Fakat 2017 yılına gelindiğinde Fransız siyasal hayatında önemli bir eşiğe gelinmiştir. 2012-2017 yılları arasındaki süreç, ana akım siyasi partilerin düşüşüne sebep olurken Jean Luc Mélanchon gibi radikal yeni akımların ortaya çıkıp ağırlığını hissettirdiği bir dönem olarak kayıtlara geçmiştir. Jean Luc Mélanchon’un öncülüğünde kurulan BEF, 2017 seçimlerinde %19.58 oy oranı alarak seçimlerin ikinci turuna kalmayı başaramasa da birçok kişi tarafından kısa sürede elde ettiği başarı takdir edilmiştir.

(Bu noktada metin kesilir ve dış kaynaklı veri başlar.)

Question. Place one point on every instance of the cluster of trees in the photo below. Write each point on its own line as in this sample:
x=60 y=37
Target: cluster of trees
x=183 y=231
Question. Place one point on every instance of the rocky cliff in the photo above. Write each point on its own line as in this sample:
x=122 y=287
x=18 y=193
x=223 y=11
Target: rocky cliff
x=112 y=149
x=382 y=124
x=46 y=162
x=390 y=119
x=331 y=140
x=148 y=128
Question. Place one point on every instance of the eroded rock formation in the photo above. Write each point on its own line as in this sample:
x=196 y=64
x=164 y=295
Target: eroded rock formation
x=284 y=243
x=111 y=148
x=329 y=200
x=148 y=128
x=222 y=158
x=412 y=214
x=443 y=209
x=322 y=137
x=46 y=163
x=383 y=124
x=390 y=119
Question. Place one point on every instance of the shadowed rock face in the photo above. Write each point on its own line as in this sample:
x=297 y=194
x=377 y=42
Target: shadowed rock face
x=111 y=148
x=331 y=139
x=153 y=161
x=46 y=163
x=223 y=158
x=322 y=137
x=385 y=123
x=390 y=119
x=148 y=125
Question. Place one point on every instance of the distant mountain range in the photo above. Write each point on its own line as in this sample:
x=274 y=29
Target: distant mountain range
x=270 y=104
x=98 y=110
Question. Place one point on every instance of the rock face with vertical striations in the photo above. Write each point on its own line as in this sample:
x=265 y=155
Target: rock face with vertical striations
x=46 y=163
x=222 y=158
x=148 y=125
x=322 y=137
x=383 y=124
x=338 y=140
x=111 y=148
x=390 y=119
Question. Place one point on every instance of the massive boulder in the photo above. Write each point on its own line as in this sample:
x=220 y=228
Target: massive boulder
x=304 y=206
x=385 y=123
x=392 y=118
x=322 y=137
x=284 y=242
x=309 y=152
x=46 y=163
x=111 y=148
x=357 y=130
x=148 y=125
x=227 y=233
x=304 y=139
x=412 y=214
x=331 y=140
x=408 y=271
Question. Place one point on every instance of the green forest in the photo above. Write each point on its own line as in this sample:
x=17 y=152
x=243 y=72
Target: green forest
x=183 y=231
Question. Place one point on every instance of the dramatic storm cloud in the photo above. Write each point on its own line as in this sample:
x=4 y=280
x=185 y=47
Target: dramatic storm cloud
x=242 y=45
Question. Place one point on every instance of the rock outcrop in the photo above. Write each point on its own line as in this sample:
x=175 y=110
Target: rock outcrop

Zira Mélanchon’un aldığı bu oy oranı 5. Cumhuriyet’te alınan en yüksek sol oy oranı olarak kayıtlara geçmiştir. Öte yandan bu seçimde SP’nin adayı Benoit Hamon %6.4’lük bir oy oranında kalarak SP’nin önemli ölçüde zayıfladığının kanıtı olarak karşımıza çıkmaktadır. Seçimi François Hollande’ın eski danışmanı olan Emmanuel Macron %24 oyla birinci tamamlarken, UC’nin adayı Le Pen ise %21.3’lik oy oranıyla ikinci tura kalmaya hak kazanmıştır. Seçimin ikinci turunda ise, Macron %66.1’lik oy oranıyla Başkan seçilmiştir. SP, bu seçimde sadece 30 vekil çıkararak sosyalist parti tarihinin en büyük hezimetlerinden birini yaşamıştır.